RNA STARSolo parameters for 10x 5' data

Hello

I’m trying to get FASTQ files that have been generated using the 10x 5’ protocol aligned using RNA STARsolo.

Data was obtained from here: https://www.ebi.ac.uk/biostudies/arrayexpress/studies/E-MTAB-8474

I’ve been trying for days to work out what parameters to put in STARsolo in Galaxy to align these. The other 3 patients in the study were 10x v2 and gave me no issues!

Galaxy here’s a link to my history, if you would like to have a look at the reads and/or play with the files.

Also, do I need a barcode whitelist for this or can STARsolo do it without as long as I tell it how long the barcode and UMI are? (16bp and 10bp respectively)?

Thanks in advance for any help you can offer me.

Welcome, @miRlyKayleigh

I’m not sure I see what the problem is? Did you share the history with the error? Maybe explain a bit more about what is going wrong or what you think needs to be changed? All of the reference data looks good and the other inputs seem to be in the right places.

If you are not getting what you consider enough hits, you could look at the alignment parameters. Example: these reads appear to be shorter than 100 bases after the 5’ trimmed region would be removed – so, that could impact the value used for “length around splice junctions” (seem to be currently at the default).

Thanks for sharing the history! Maybe you worked out what to try between the time asking the question and now?

Hello,

Sorry, the history with the problems is here:

history 1

Patients #417 and #390c are the ones that are affected. Caveat - these files look OK and went green. However, downstream, when I clustered the data, none of the gene expression appears the same as the other 3 patients.

history 2

Can you see what I mean in plots 148 and 149 of the above history? And the cell numbers are lower than I would expect, and I know that this data has B and T cells in because I clustered the data in matrix form before going to the raw data (because the matrix has certain genes missing, like it’s been processed).

Does this make sense? I thought everything was working, and it looked like it had, but something is clearly wrong here.

I’ve run a couple of reads in the first history I linked to and run multiQC on it but I’m not experienced enough to know if the QC looks normal or not.

Could you suggest a value for length around splice junctions that might work? Sorry for so many questions :')

Hi @miRlyKayleigh

I don’t think the histories are fully shared this time, could you check? When working at the EU server some of the defaults are more private, well, by default! Try toggling the share slider on/off and notice any options for the datasets.

For this part

See the help text under the option. For the read length to subtract 1 from, that would be the length of the reads after any trimming is applied. The tool is making an index around each of the slice junctions – it is extending in either direction in a way that would allow the read to map across the junction wherever it is found in the read. Too short matters more than too long for this but tuning to fit the data was just one example of the input data not matching an option and was the first I noticed.

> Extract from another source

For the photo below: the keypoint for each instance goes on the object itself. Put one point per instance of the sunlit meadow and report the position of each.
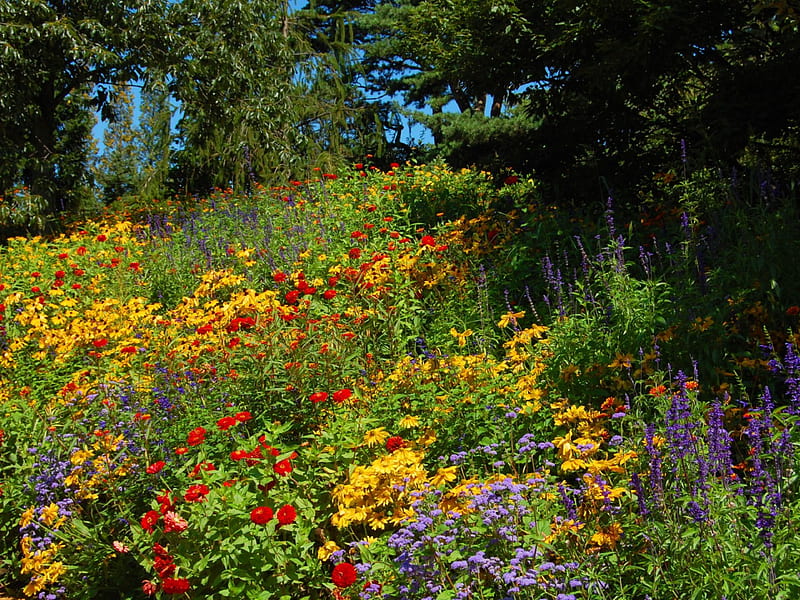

Using all defaults is unlikely to give the best results with many tools, and other parameters can matter more.

The best advice for tuning the settings is to try to find a publication that uses data like yours, and this same tool, and then try out what they did as a starting place.

This is one of the files we can’t see.

It is entirely possible that some data was mixed up of course, even with the tagging.

Try this: extract a workflow from your history, then try to run it (send to a new history to keep things organized). If it won’t run at all, go into the workflow editor and see if you can visually spot where things were potentially mixed up. It is sort of a way to graph what you did along with a way to make a small change then re-do it without all the tedious clicking.

Thanks for your reply. I’ve set the histories to totally public now.

What’s the length that it trims? I notice that the first patient’s reads are 100bp long and the second’s are 91 bp long, but I’m trying to work out how much of that would be trimmed off. Apparently not clipping at all is not a valid option, because that errors out and tells me to select a clip type.

You can estimate this by reviewing the lengths of your barcodes and anything else you are trimming off (what is supplied in the other inputs).

For a review of how this works, these are really nice short resources → GTN Materials Search (query=barcodes)

So, review for mix-ups, then if you need to rerun, you can adjust parameters in your workflow, rerun and send it to a new history. You could do this a few times and compare the summaries. You’ll see this in some publications that are comparing methods/tools. They’ll do a matrix. Even outside of publications this it is pretty common just for analysis/scientific reasons.